Олег прекратил стрельбу, и, если не считать недовольно бубнившего в ущелье эха, наступила тишина.
— Подежурь, я посмотрю, что мы здесь имеем, — сказал Рокотов и побежал между стеллажами к керосиновой лампе, горевшей в глубине пещеры. Вернулся почти сразу, волоча за собой ящик с «лимонками».
— О,
— А что такое оверкиль? — Рокотов, торопясь, поглядывая на площадь, вставлял и закручивал запалы, укладывая готовые гранаты вдоль всей баррикады.
— Это когда лодка переворачивается с людьми на крутой волне. Каюк по–вашему, сухопутному. Там еще такие ящички есть?
— Полно. Смотри за «духами», я притащу.
Однако на этот раз ходка сорвалась: залаяли пулеметы и автоматы, послышались крики душманов, и прапорщик прибежал назад. Еще никого не видя, одну на другой бросил с десяток гранат. Взрывы слились в один сплошной гул, после которого опять осталось одно недовольное эхо и стоны раненых.
— Это вам за Асламбека, папуасы чертовы! — крикнул в рассеивающийся дым Олег. — Володя, патроны нужны, поищи патроны.
Патронов тоже оказалось навалом, и не только в ящиках и россыпью — на полках аккуратно лежало десятка три уже снаряженных магазинов.
— Теперь все, теперь все, — злорадно и радостно шептал Олег, перебирая магазины. — Теперь я им не сдамся, теперь они меня не возьмут.
Рокотов молчал, давая саперу насладиться свободой. «Свободой на пороховой бочке», — уточнил для себя прапорщик. Надо было думать, что делать дальше. Если Изатулла все еще в бешенстве, значит, разок или два пошлет своих «духов» па приступ. Но в конце концов ведь остановится, будет искать другие пути уничтожить их, выкурить, захватить. На прорыв отсюда не пойдешь, условий никаких не продиктуешь. «Короче, в той же тюрьме, только с оружием», — подвел нерадостный итог своим рассуждениям Рокотов.
— Как выберемся, первым делом побреюсь, — мечтал Олег. — И попрошу маму картошки пожарить. Слушай, а она верит, что я жив?
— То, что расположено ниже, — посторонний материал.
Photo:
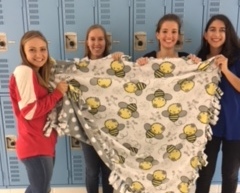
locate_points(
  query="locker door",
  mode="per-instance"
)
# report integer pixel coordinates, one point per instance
(2, 154)
(238, 23)
(212, 7)
(113, 15)
(16, 171)
(77, 162)
(44, 15)
(77, 17)
(230, 9)
(10, 20)
(146, 14)
(191, 23)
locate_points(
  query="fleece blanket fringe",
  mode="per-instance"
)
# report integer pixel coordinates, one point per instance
(149, 124)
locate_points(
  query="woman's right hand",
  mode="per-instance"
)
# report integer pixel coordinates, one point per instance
(62, 87)
(142, 61)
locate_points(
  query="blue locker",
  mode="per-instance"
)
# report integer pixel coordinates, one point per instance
(114, 16)
(77, 17)
(45, 15)
(232, 5)
(16, 170)
(191, 23)
(238, 23)
(77, 162)
(146, 14)
(10, 20)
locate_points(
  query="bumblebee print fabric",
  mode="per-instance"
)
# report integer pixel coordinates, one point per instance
(149, 124)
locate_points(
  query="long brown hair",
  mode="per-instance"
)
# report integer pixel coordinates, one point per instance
(43, 73)
(87, 50)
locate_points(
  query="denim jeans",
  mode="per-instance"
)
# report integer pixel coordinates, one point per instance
(94, 167)
(230, 165)
(39, 171)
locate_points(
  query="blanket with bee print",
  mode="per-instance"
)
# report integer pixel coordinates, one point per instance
(149, 124)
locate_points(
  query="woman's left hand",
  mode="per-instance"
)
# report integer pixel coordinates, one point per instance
(221, 62)
(194, 58)
(117, 55)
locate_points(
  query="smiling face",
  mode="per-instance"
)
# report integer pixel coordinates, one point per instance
(36, 52)
(168, 34)
(216, 35)
(96, 43)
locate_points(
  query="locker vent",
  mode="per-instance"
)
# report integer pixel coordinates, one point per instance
(105, 12)
(1, 13)
(33, 12)
(178, 8)
(4, 74)
(8, 116)
(140, 14)
(213, 9)
(78, 169)
(69, 12)
(14, 169)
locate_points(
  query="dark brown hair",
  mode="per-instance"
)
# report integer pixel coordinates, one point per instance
(231, 46)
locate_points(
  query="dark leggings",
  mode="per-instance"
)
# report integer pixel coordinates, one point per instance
(39, 171)
(230, 165)
(94, 167)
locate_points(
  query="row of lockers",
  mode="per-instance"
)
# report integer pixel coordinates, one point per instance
(131, 27)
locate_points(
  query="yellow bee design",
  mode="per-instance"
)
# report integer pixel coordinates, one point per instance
(190, 132)
(158, 177)
(133, 149)
(82, 65)
(135, 186)
(197, 161)
(203, 66)
(174, 112)
(134, 87)
(146, 163)
(159, 98)
(154, 131)
(112, 127)
(127, 110)
(184, 185)
(185, 85)
(102, 82)
(164, 69)
(204, 115)
(173, 152)
(212, 87)
(118, 68)
(95, 105)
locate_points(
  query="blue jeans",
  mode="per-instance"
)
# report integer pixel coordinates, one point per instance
(94, 167)
(230, 165)
(39, 171)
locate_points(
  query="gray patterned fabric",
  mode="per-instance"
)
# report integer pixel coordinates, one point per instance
(149, 124)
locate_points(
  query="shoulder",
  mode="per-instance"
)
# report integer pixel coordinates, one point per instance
(182, 54)
(23, 73)
(22, 70)
(151, 54)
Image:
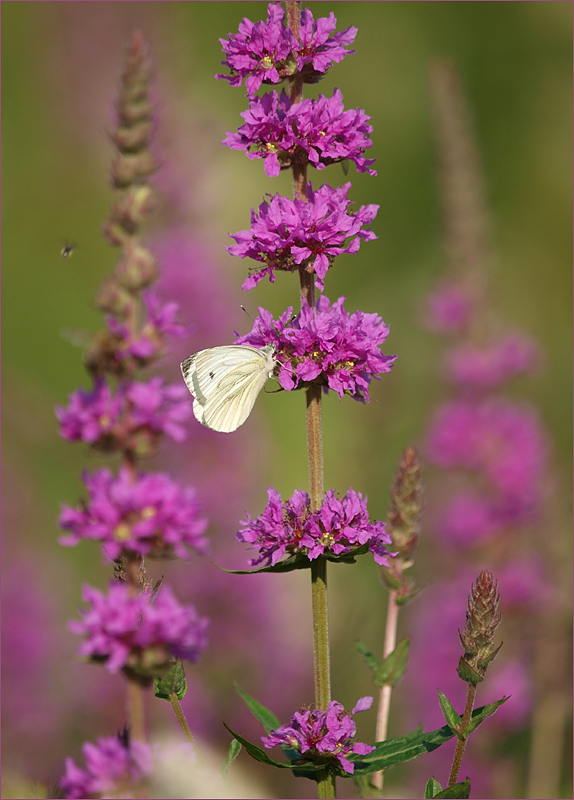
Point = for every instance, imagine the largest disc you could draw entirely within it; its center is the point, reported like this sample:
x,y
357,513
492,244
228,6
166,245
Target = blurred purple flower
x,y
476,367
499,440
291,527
323,735
338,350
448,309
150,342
124,630
137,410
317,132
151,516
113,769
267,52
294,234
90,415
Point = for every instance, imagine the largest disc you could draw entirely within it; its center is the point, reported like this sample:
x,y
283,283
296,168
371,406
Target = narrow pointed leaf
x,y
458,790
393,667
453,720
483,713
372,662
260,755
263,715
232,753
400,749
432,788
173,682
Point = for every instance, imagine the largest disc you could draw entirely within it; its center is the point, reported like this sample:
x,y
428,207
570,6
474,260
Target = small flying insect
x,y
67,250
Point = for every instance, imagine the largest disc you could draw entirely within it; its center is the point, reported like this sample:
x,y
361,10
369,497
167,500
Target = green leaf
x,y
172,682
263,715
400,749
432,788
300,561
393,667
453,720
372,662
232,753
458,790
260,755
480,714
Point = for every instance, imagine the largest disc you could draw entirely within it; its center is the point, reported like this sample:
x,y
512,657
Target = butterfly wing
x,y
225,382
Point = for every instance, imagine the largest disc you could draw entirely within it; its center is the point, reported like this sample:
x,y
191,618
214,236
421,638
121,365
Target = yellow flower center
x,y
122,532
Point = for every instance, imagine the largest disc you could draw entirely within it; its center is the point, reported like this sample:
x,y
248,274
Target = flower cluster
x,y
139,633
317,132
326,344
268,52
505,445
339,526
152,515
134,418
114,767
474,367
293,234
323,736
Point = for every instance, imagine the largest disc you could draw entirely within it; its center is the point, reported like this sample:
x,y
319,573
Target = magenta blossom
x,y
114,768
503,443
323,736
294,234
151,515
338,350
317,132
267,52
449,309
139,632
291,527
150,342
134,418
486,367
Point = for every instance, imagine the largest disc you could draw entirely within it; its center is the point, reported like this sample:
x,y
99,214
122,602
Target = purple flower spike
x,y
338,350
267,52
317,132
138,632
112,767
322,736
152,515
294,234
335,529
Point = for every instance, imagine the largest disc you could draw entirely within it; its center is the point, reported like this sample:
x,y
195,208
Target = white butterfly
x,y
225,382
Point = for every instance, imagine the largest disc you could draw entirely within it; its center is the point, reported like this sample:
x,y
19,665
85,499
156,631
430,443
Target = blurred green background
x,y
61,63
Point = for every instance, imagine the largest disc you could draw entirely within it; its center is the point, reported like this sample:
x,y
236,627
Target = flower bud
x,y
133,207
132,167
482,620
132,138
113,298
137,269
Ей как сообщили: погиб или пропал без вести?
— Наверное пропал без вести.
— Хорошо, если так. Если бы записали, что убит, она бы… плакала. А я жив, жив!
И тут Рокотов услышал гул боя. Далекий, еле улавливаемый… Или показалось? Он придвинулся к Олегу, уж что–что, а слух у него будь здоров.
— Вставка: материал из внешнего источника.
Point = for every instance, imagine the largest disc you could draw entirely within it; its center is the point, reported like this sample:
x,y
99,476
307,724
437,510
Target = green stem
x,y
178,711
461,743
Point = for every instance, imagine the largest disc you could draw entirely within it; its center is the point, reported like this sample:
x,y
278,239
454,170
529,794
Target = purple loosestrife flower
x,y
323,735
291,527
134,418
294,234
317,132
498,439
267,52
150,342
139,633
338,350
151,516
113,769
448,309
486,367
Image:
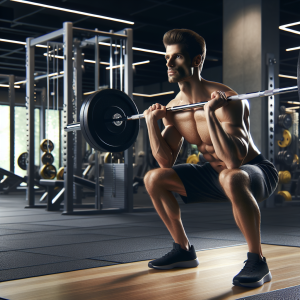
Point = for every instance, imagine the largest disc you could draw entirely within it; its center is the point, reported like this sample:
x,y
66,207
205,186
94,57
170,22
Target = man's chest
x,y
192,125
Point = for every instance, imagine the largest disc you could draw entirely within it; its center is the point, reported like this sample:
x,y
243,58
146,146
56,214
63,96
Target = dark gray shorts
x,y
202,182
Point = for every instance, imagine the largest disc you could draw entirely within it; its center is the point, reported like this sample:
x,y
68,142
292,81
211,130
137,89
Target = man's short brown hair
x,y
194,43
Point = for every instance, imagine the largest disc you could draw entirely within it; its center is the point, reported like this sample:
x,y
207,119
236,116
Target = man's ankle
x,y
184,246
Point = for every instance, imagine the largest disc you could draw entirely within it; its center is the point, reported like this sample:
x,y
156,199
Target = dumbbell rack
x,y
289,190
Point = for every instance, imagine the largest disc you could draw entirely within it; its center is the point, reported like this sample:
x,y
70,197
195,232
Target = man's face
x,y
178,63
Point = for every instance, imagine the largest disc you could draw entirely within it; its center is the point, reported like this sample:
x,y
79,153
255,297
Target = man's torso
x,y
192,125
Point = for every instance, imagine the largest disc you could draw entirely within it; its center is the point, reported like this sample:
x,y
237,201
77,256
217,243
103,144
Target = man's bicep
x,y
234,123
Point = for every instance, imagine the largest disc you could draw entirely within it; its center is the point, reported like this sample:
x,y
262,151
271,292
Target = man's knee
x,y
152,178
231,179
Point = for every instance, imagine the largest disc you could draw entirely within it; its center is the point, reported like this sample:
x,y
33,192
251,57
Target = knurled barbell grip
x,y
76,126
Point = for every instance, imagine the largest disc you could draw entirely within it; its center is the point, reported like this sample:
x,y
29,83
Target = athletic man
x,y
235,170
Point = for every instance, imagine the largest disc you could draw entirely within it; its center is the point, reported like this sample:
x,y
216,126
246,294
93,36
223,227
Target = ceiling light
x,y
291,102
291,49
150,51
153,95
73,11
19,42
7,85
12,41
287,76
284,27
138,95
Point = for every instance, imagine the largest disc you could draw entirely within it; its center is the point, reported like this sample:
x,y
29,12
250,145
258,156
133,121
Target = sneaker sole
x,y
266,278
182,264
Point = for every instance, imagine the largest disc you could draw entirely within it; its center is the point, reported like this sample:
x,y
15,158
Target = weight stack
x,y
115,184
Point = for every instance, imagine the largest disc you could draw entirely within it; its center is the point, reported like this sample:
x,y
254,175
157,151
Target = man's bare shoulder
x,y
174,102
216,86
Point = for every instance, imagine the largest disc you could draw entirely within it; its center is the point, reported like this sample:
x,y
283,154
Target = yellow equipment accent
x,y
192,159
287,196
60,173
48,172
287,139
284,177
46,145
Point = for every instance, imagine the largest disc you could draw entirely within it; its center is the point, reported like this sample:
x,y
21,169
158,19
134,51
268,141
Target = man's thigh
x,y
263,179
167,178
201,183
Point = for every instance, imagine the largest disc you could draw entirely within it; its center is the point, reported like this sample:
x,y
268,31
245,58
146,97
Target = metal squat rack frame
x,y
73,78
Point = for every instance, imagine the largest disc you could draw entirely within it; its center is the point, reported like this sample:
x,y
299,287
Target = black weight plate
x,y
22,160
103,105
82,121
287,121
298,75
47,158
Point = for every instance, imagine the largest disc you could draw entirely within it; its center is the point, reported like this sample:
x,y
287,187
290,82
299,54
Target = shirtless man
x,y
235,170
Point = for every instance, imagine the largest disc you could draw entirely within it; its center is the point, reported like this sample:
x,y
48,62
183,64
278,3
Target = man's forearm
x,y
160,149
230,149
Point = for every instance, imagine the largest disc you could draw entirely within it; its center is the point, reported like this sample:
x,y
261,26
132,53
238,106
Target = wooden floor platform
x,y
212,279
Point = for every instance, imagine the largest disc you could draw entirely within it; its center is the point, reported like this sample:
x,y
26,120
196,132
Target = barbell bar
x,y
266,93
104,116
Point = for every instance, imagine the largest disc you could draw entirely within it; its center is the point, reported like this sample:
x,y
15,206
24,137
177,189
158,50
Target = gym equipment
x,y
48,172
104,116
287,139
285,157
22,160
46,145
287,196
47,158
12,181
192,159
116,157
284,177
285,121
60,173
108,136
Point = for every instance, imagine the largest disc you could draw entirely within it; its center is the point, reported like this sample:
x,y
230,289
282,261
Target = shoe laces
x,y
173,251
250,265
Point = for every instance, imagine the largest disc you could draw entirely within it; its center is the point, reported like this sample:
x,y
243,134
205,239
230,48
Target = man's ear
x,y
197,60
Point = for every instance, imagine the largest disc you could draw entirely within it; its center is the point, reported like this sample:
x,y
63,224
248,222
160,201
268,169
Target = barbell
x,y
105,116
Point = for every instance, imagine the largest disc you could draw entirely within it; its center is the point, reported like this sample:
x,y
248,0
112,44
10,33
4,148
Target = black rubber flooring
x,y
34,242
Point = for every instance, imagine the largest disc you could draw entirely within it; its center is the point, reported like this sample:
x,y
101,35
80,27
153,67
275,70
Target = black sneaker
x,y
255,272
176,258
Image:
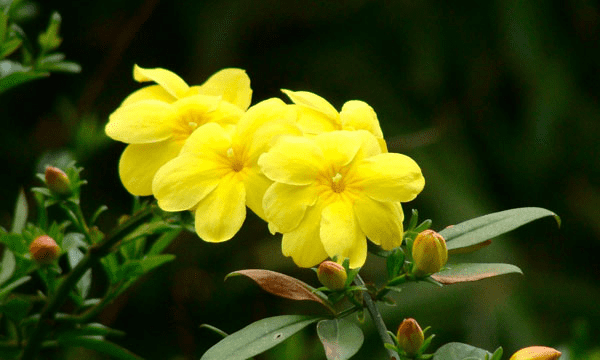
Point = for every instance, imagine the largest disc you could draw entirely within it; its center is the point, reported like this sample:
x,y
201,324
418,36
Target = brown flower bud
x,y
44,249
536,353
332,275
429,252
410,336
57,181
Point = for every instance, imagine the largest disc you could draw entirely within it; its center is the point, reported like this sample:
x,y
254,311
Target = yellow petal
x,y
536,353
140,162
339,147
232,85
313,122
341,235
185,180
358,115
221,214
390,177
209,141
303,243
263,124
142,122
169,81
313,101
152,92
256,184
293,160
380,221
285,205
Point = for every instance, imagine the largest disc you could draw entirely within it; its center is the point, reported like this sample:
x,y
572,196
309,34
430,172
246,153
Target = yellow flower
x,y
316,115
536,353
334,188
216,174
156,120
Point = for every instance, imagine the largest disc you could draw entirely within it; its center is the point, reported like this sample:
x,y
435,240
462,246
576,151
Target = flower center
x,y
337,185
236,163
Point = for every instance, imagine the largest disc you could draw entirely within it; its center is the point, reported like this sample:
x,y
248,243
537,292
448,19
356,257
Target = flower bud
x,y
536,353
332,275
410,336
57,181
44,249
429,252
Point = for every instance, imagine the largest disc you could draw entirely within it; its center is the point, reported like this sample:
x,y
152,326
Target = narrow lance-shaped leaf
x,y
20,218
258,337
341,338
457,273
100,345
7,266
459,351
8,288
83,285
478,230
281,285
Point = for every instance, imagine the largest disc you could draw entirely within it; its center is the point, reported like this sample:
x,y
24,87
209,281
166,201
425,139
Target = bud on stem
x,y
44,249
429,253
536,353
57,181
332,275
410,336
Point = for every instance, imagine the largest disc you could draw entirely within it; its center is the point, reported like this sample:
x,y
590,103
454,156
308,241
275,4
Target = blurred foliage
x,y
497,101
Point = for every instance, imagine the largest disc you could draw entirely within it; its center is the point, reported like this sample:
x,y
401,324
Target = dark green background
x,y
496,100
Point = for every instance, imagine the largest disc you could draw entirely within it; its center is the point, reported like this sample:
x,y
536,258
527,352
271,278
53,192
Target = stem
x,y
95,310
347,312
94,254
377,319
76,215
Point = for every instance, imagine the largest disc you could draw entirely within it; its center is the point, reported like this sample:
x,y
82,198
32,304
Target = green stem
x,y
377,319
94,254
95,310
347,312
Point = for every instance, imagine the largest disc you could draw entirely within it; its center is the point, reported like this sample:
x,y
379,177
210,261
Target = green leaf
x,y
163,241
100,345
459,351
16,308
3,25
16,243
497,355
478,230
83,285
258,337
151,262
341,338
92,329
18,78
20,218
73,240
395,262
9,47
50,40
8,288
457,273
63,66
8,265
111,267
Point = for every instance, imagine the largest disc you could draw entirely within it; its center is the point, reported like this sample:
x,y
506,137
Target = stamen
x,y
336,183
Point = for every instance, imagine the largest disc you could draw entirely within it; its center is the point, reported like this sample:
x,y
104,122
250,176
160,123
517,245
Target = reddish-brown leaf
x,y
281,285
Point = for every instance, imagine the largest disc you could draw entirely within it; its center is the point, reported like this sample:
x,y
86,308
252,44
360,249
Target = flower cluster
x,y
322,178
Однако сапер, положив подбородок на приклад автомата, не мигая смотрел перед собой. И было ясно, что он ничего не слышит и не видит, что мыслями он сейчас дома, что жарит для него мать картошку…
— Ты что–нибудь слышишь? — тронул его за плечо Рокотов. — Слышишь что–нибудь?
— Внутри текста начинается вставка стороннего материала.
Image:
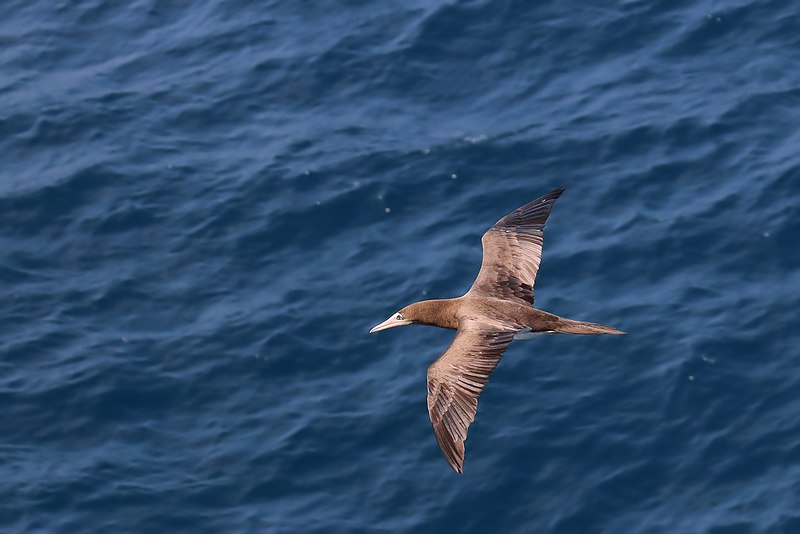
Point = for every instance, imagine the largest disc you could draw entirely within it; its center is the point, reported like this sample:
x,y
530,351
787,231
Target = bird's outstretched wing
x,y
456,379
512,251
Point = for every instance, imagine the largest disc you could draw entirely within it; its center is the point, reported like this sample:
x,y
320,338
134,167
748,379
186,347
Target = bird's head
x,y
400,318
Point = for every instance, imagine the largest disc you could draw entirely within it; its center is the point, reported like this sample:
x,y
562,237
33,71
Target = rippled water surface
x,y
205,206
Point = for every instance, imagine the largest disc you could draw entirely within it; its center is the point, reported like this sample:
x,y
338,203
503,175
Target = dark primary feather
x,y
512,251
456,380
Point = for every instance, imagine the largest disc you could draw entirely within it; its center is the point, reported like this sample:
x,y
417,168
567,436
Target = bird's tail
x,y
568,326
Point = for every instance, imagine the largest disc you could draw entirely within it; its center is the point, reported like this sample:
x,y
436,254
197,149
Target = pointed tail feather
x,y
568,326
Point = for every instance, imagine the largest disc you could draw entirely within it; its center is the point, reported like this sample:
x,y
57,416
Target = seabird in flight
x,y
497,309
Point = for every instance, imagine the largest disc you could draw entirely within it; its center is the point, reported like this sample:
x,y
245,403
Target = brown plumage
x,y
497,308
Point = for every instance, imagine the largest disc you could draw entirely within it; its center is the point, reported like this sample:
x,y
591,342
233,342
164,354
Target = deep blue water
x,y
204,207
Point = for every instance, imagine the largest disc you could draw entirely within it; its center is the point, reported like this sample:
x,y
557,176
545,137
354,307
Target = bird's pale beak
x,y
389,323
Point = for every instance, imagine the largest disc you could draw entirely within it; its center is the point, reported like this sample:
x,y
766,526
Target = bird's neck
x,y
439,312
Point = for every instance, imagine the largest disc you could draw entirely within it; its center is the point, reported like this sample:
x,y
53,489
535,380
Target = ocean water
x,y
204,207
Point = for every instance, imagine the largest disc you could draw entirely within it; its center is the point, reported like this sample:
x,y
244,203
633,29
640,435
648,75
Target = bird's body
x,y
497,309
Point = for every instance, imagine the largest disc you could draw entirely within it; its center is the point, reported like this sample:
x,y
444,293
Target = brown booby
x,y
497,309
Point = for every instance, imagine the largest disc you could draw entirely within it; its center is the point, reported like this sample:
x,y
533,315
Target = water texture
x,y
204,207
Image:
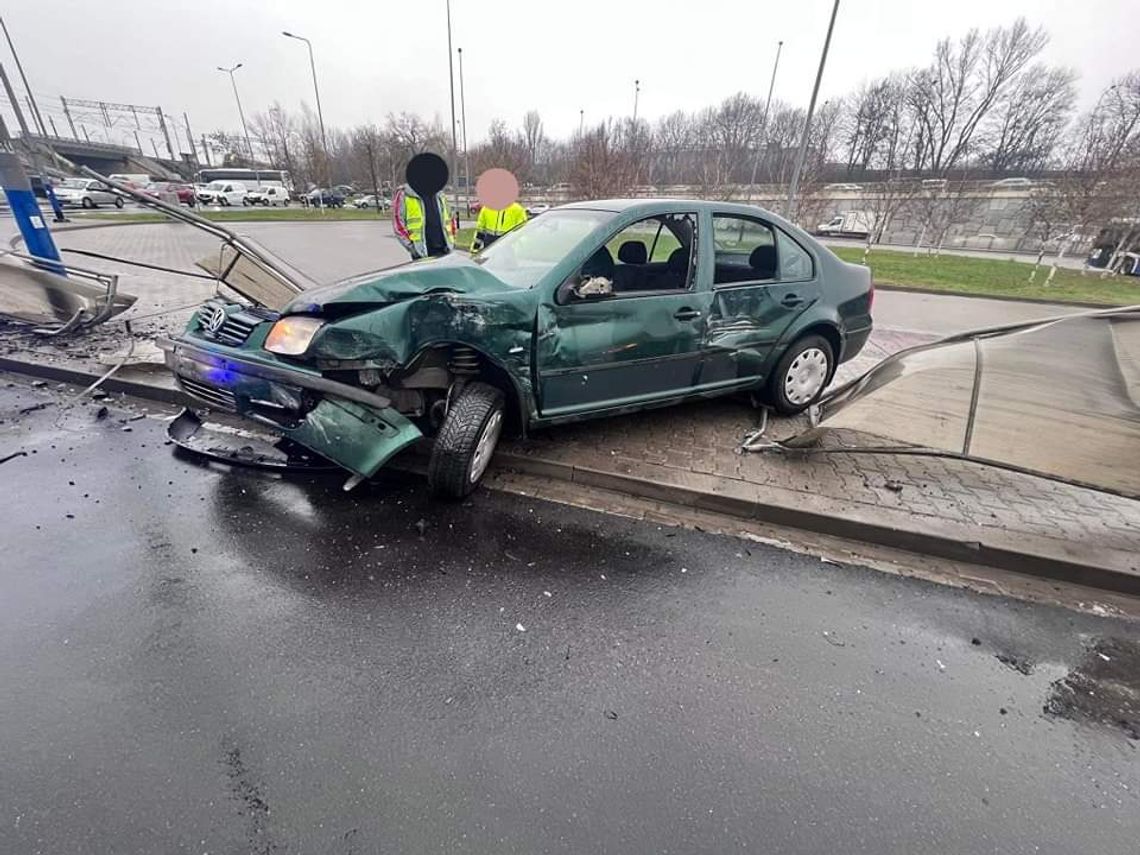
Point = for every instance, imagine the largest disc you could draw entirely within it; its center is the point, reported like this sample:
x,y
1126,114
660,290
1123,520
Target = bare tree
x,y
601,165
1101,161
532,135
368,151
503,151
882,203
673,139
1027,122
951,97
872,122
— А? — очнулся Олег, тревожно озираясь. — Что ты говоришь?
— Прислушайся.
Сапер вывернул шею, чтобы меньше дергалась голова и не мешала сосредоточиться, и по широко раскрывшемуся глазу прапорщик понял, что он не ошибся.
— Стреляют? — спросил Олег, тоже боясь ошибиться.
— Стреляют, — чувствуя, что пересохло в горле, прошептал Рокотов. — Где–то недалеко идет бой. Бой, Олежек, бой! Это наши, наши рядом!
Олежкин глаз часто–часто заморгал: сапер пытался что–то понять или придумать. Но, видимо, и свобода, и гул боя — это, настоящее, было настолько сильнее и значимее, что будущее, кроме разве конечного результата–жареной картошки, не останавливалось в его мыслях.
— По–моему, нам надо самим сделать небольшую войну, чтобы нас тоже услышали, а? — предложил Рокотов.
— Так что же мы молчим? — Олег тут же привстал, вскидывая для стрельбы автомат.
Прапорщик не успел его одернуть: прозвучал одинокий винтовочный выстрел. Как страшны на войне одиночные выстрелы, потому что это — выстрел в цель. Олег еще успел по инерции нажать на спусковой крючок, короткая очередь ушла из его автомата, но сам он уже осел, привалился к ящикам, и заросшее лицо его исказилось от боли.